Man sieht der hochgewachsenen Frau mit der Hibiskusblüte im beinahe hüftlangen Haar, die von einem figurbetonten himmelblauen Kleid umflossen wird, weder ihre 64 Jahre noch ihr schweres Erbe an. Doch Natalie Cole verkörpert in zweiter Generation auch den Aufstieg der afroamerikanischen Musik par excellence. Ihr Vater Nat „King“ Cole entwickelte sich mit seinem Trio in den vierziger und fünfziger Jahren vom Bar-Pianisten, der mit Fünf-Dollar-Noten abgespeist wurde, zu einem der erfolgreichsten Entertainer des amerikanischen Kontinents.

Wenn seine Tochter nun fast 50 Jahre nach seinem Tod im Admiralspalast singt, darf man die sparsam glitzernde Kulisse einer angedeuteten Skyline als Referenz an den Broadway verstehen, auf dem ihr Vater einst berühmt wurde.

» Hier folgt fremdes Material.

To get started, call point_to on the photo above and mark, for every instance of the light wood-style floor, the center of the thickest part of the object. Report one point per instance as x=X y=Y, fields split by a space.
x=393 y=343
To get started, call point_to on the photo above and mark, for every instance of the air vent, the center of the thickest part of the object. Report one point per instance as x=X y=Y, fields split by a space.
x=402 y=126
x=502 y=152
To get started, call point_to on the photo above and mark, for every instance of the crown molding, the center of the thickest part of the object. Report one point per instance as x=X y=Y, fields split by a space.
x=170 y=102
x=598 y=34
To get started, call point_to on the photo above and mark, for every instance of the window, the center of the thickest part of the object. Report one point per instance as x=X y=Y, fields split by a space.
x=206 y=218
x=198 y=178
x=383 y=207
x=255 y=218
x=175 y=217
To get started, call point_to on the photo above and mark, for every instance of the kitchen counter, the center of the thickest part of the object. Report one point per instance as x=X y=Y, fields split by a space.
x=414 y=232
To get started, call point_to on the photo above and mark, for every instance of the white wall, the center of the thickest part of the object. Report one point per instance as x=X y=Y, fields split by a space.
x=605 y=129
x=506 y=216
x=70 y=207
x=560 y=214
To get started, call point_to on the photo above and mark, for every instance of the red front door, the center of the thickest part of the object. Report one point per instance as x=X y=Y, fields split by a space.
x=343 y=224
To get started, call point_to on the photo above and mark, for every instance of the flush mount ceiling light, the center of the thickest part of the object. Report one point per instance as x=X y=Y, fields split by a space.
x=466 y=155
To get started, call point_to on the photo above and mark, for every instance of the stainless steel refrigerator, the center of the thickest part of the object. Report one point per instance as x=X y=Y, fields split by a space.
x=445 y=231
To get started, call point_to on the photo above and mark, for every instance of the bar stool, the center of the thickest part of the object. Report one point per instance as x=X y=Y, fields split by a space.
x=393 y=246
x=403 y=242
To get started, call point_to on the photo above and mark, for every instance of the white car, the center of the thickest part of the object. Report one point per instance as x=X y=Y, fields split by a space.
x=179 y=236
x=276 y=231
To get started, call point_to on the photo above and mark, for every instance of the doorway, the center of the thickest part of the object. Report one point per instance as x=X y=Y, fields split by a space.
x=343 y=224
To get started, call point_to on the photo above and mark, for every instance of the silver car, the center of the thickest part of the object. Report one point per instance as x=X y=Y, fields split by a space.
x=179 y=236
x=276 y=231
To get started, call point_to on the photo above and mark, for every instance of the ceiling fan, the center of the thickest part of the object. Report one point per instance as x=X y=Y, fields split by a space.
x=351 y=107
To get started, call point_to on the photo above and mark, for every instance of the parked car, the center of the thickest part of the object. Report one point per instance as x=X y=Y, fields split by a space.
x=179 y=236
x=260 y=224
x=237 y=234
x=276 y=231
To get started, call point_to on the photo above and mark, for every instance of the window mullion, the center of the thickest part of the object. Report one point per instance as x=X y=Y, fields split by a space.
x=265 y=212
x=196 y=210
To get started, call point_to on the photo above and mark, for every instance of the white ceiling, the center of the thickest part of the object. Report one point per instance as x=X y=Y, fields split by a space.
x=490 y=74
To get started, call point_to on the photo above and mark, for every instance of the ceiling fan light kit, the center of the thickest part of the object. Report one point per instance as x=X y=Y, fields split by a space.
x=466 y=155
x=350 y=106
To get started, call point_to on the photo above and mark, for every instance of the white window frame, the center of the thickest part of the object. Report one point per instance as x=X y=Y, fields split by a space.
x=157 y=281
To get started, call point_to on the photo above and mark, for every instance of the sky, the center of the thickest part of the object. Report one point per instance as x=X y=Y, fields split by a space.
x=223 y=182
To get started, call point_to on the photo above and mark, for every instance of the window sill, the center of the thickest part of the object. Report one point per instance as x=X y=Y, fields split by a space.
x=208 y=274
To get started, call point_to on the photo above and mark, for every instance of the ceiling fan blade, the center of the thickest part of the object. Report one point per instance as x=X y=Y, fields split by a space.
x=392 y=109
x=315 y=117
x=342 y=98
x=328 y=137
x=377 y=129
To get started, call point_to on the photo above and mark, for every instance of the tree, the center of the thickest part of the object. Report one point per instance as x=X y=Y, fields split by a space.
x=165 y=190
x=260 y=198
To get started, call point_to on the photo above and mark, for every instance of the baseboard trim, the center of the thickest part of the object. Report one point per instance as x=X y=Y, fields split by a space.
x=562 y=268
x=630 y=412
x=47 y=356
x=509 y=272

Für die 1950 geborene Natalie, die als 25-Jährige mit dem Album „Inseparable“ debütierte, ist dieser Ruhm Chance und Fluch zugleich. Natürlich hat sie väterliche Stücke im Reisegepäck, doch Titel wie „L-O-V-E“ oder „Mona Lisa“ haben sich quasi zu Tode gesiegt. Unter dem zweifelhaften Prädikat „Evergreen“ sind sie in Starbucks-Filialen und Hotellobbys mit Gläserklirren und Fahrstuhl-Gongs quasi zum Grundgeräusch der Dienstleistungsgesellschaft verschmolzen. Zu Unrecht freilich, doch die Songs aus dieser Geiselhaft zu befreien, ist eine Aufgabe, der selbst die Tochter nicht ganz gewachsen ist. Ihr sechsköpfiges Ensemble hat nicht nur zwei Background-Sängerinnen, sondern auch drei Keyboards mitgebracht. Doch selbst mit derart schwerem Geschütz lassen sich die Songs nicht zu etwas Neuem aufdonnern. Das versucht Natalie im Grunde auch gar nicht erst.

Natalie Cole singt zwei überraschende Coverversionen als Zugabe

Im Mittelpunkt des Berliner Konzertes steht das spanischsprachige Werk des Vaters. 1958 hatte Nat Cole in Havanna das Album „Cole Español“ komplett auf Spanisch aufgenommen und sich damit nicht nur den mittleren und südlichen Teil des Kontinents erschlossen, sondern auch seinen späteren Platz in der Latin Song Writer Hall of Fame gesichert. Das jüngste Album der Tochter „Natalie Cole en Español“ (Universal), für das der Produzent Rudy Perez ihr extra Sprachunterricht verordnet hatte, knüpft hier an, entstammt aber nicht nur dem väterlichen Erbe. Es umfasst auch Tango Argentino und Latin-Standards, etwa von Tito Puente. Dennoch schwebt vor allem der Geist des Vaters auch über dem Konzert. Als nicht nur dessen Gesicht auf Bildern aus dem Familienalbum auf der Bühnenwand erscheint, sondern auch noch die Stimme des Verstorbenen vom Band erklingt und mit der Tochter ausgerechnet „Unforgettable“ als Duett singt, ist das allerdings etwas zu viel des musikalischen Spiritismus. In solchen Momenten wünschte man sich etwas mehr Broadway und etwas weniger Las Vegas.

Glücklicherweise retten Ausflüge in Funk und Soul und sogar Springsteens „Pink Cadillac“ den Abend vor dem Abrutschen in ein verspätetes Requiem. Im Grunde eignet sich Natalies durchdringende Stimme ohnehin besser für die hohen Tonlagen des Female Soul als zur Interpretation von Songs, die vom weichen Bariton des Vaters geprägt sind. Nach einer Nierentransplantation infolge einer langen Drogensucht und mehrerer familiärer Schicksalsschläge ist Natalies Körper, nicht aber die Stimme der Sängerin dünner geworden. Im gut gefüllten Admiralspalast lässt sie sich nach einer knappen Stunde zurück auf die Bühne trampeln und bedankt sich mit zwei überraschenden Covern – von Sting und Neil Young. Soll man das als späte Emanzipation aus der ewigen Tochterrolle verstehen? Quizás, quizás, quizás.